In the red
Harrison’s Cave losing money for the past 14 years
Barbados’ premier tourist attraction has fallen on hard times.
Parliamentary Secretary in the Ministry of Tourism, Irene Sandiford-Garner, reported to the Senate today that there has been a decline in visitors to Harrison’s Cave over the past 14 years and the attraction was not making money.
She made the disclosure as she introduced a resolution to compulsorily acquire land at Sturges and Welchman Hall, St Thomas for the facilitation of the Harrison’s Cave Redevelopment Project and for public access to the cave.
And Independent Senator Alwyn Adams has raised questions about how the poor financial performance of Harrison’s Cave could have been kept under wraps for so long.
“It is a surprise to me to hear that the cave is not making any money,” he said.
“That is a surprise to me because I thought that the cave was the premier and number one destination for visitors to Barbados . . . The question would have to be asked how come this state of affairs has been able to develop for so long and that it is now coming to light.
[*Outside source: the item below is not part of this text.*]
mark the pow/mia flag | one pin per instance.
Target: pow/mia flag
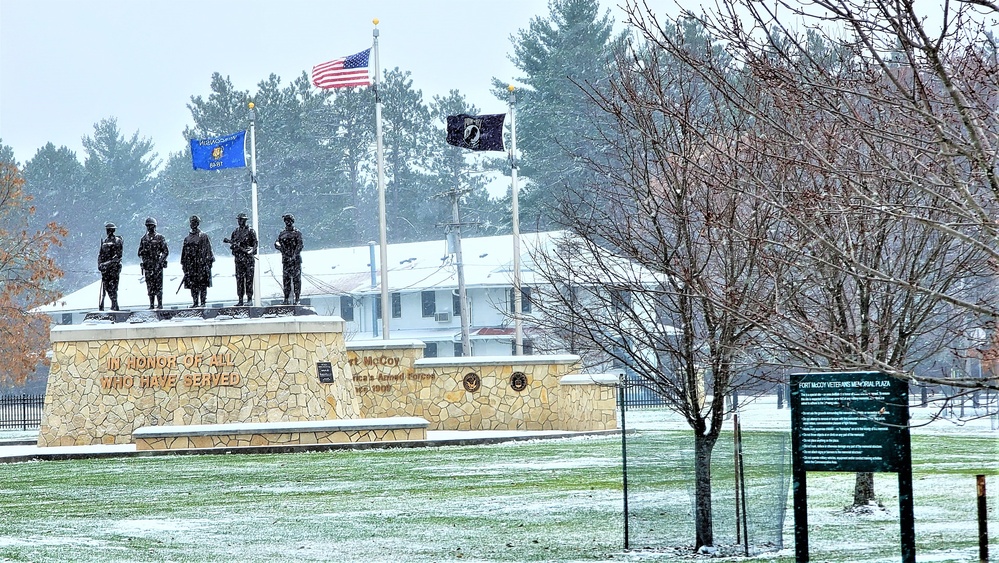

It is certainly one of the best kept secrets in Barbados and we would want to ask how the workers at the cave were being paid.
“I suspect that the operation was being subsidized by Government, but I believe that that is a step in the wrong direction and that instructions should be given to persons running the cave to ensure that at least they make enough money to pay salaries and wages. I believe that since it is the premier attraction in Barbados we should be getting financial benefits from it.”
Adams further suggested that the management of Harrison’s Cave should establish a presence at the Bridgetown Port in its attempt to attract more visitors to the St Thomas facility.
Like his Senate colleague Professor Henry Fraser, Adams highlighted the failure of the cave’s management to deliver financial reports.
He said he believed the Auditor General should use his power to ensure that the reports are produced.
Pointing out that the tourism sector is the hub around which the local economy gravitates, the senator contended that financial resources should be provided for the development of the island’s tourist attractions.
Presenting a case for the decentralization of entertainment activities, Adams recommended that jazz and folk festivals be hosted at the cave to attract visitors.
In addition, he suggested that visitors should be allowed to mix with the residents of the surrounding districts in an attempt to eliminate misconceptions about the tourism industry.